EPPICH, Presiding Judge:
¶1 After a jury trial, Pedro Alvarez was convicted of two counts of aggravated driving under the influence of an intoxicant (DUI), specifically: DUI with a suspended or revoked license and driving with a blood alcohol concentration (BAC) at or above .08 with a suspended or revoked license. The trial court sentenced him to concurrent, 3.5-year prison terms for each offense. On appeal, Alvarez contends there was insufficient evidence he drove or was in actual physical control of a vehicle at the time he was impaired by alcohol or his BAC was .08 or greater. We affirm.
¶2 We view the evidence in the light most favorable to sustaining the jury's verdict. State v. Felix, 237 Ariz. 280, ¶ 30 (App. 2015). In the early morning of February 7, 2017, E.A. was watching television at her mother's home when she heard a car door slam. When she looked out the window, she saw an unfamiliar vehicle in the driveway. She then went outside but did not see anyone.
¶3 At about the same time, a police officer driving nearby saw Alvarez running toward him. When the officer told him to stop and sit down, Alvarez threw a set of keys onto the ground before complying. Alvarez was extremely intoxicated, and, according to the officer, said "Something to the [e]ffect of you're going to arrest me for parking a car[? Y]ou can't arrest me for parking a car." The keys Alvarez had discarded were for the vehicle in E.A.'s mother's driveway. An empty beer can and beer bottle were found in the vehicle.

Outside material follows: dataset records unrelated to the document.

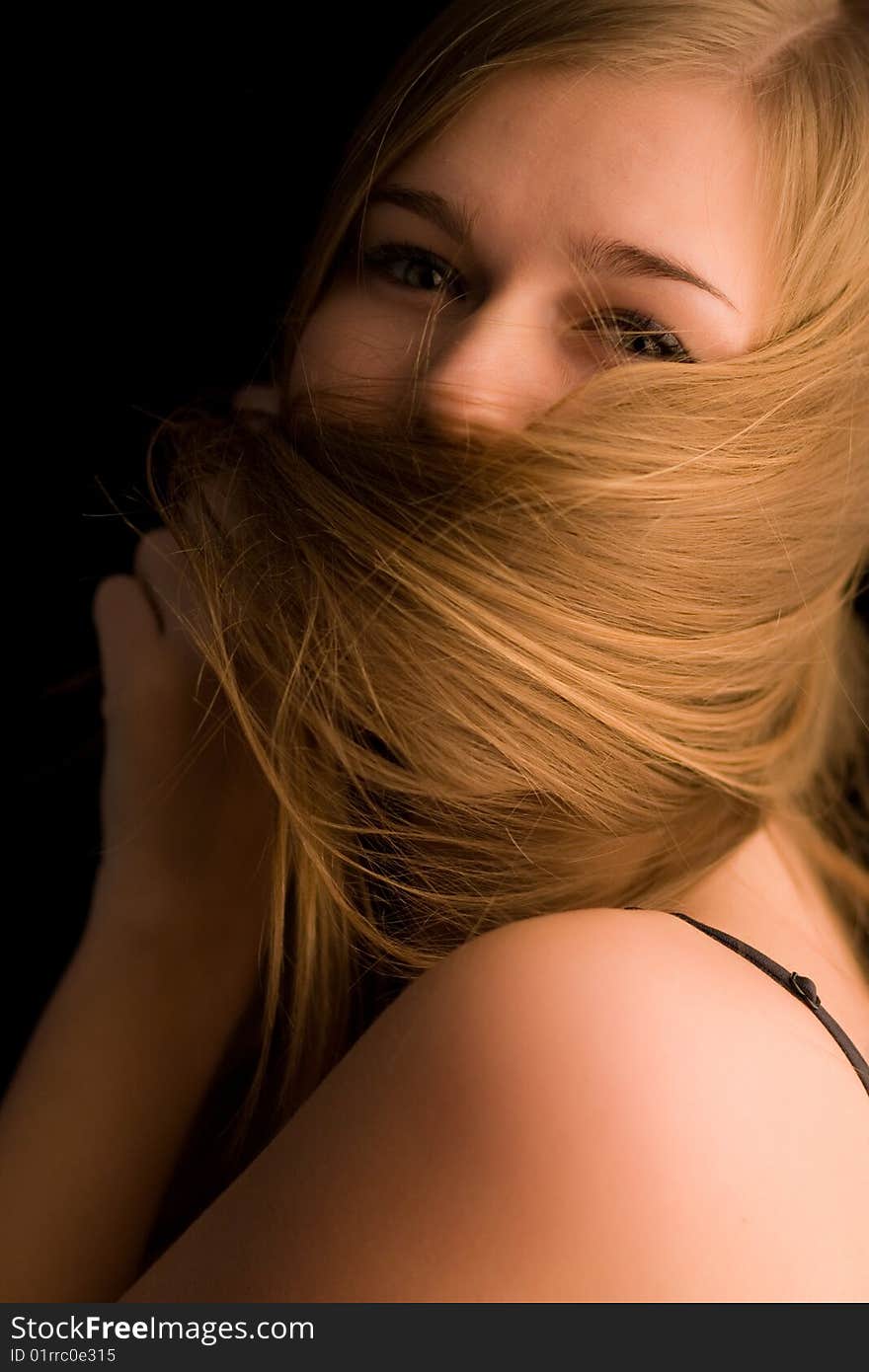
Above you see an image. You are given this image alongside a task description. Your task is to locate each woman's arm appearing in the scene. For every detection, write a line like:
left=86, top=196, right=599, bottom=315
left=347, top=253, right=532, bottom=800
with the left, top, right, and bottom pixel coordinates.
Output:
left=0, top=893, right=250, bottom=1301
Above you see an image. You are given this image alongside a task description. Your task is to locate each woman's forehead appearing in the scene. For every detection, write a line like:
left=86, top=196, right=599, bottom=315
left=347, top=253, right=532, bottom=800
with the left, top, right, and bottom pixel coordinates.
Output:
left=384, top=69, right=766, bottom=337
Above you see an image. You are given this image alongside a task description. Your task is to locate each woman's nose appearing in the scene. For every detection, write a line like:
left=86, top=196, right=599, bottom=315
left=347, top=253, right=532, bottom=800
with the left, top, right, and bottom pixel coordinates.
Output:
left=418, top=300, right=591, bottom=432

Although Alvarez claimed to have had only two beers, there was expert testimony at trial that he would have had to consume a minimum of nine drinks to have the .193 BAC later determined by testing a sample of his blood.
¶4 To show Alvarez committed the DUI offenses alleged, the state was required to prove he had driven or been in actual physical control
of a vehicle while impaired by alcohol to the slightest degree and that, as a result of alcohol consumption before or while driving or controlling the vehicle, his BAC had been .08 or greater within two hours of driving or being in actual physical control of a vehicle. See A.R.S. § 28-1381(A)(1), (2). To convict Alvarez of aggravated DUI as charged, the state was required to show that he committed a DUI offense while his license was suspended or revoked. See A.R.S. § 28-1383(A)(1).
¶5 On appeal, Alvarez argues there was insufficient evidence he drove the car while impaired or with a BAC at or above .08. He notes that nobody saw him in the car, there was no evidence when or how long the car had been parked in the driveway, and there was "no proof that he consumed any alcohol prior to" parking the car, apparently suggesting he could have consumed sufficient alcohol after parking the car for his blood to have the BAC found in testing.
¶6 We review de novo whether the evidence is sufficient to support a conviction and, again, we view that evidence in the light most favorable to upholding the jury's verdict. State v. Pena, 235 Ariz. 277, ¶ 5 (2014). Evidence is sufficient if "any rational trier of fact could have found the essential elements of the crime beyond a reasonable doubt." State v. West, 226 Ariz. 559, ¶ 16 (2011) (quoting State v. Mathers, 165 Ariz. 64, 66 (1990)). "And in reviewing the sufficiency of the evidence, we do not distinguish circumstantial from direct evidence." State v. Borquez, 232 Ariz. 484, ¶ 11 (App. 2013).
¶7 We agree with the state that Alvarez's argument ignores ample circumstantial evidence that he drove or was in actual physical control of the vehicle while he was impaired. Alvarez admitted driving the vehicle, and the jury readily could conclude he had been intoxicated when he did so given the large quantity of alcohol he must have consumed to have a BAC of .193 despite only two beer containers were found in the car—far less than would have been required to achieve such a high BAC, he had parked the car in a stranger's driveway, and there was no evidence he consumed any additional alcohol in the driveway or after leaving the car there.
¶8 We affirm Alvarez's convictions and sentences.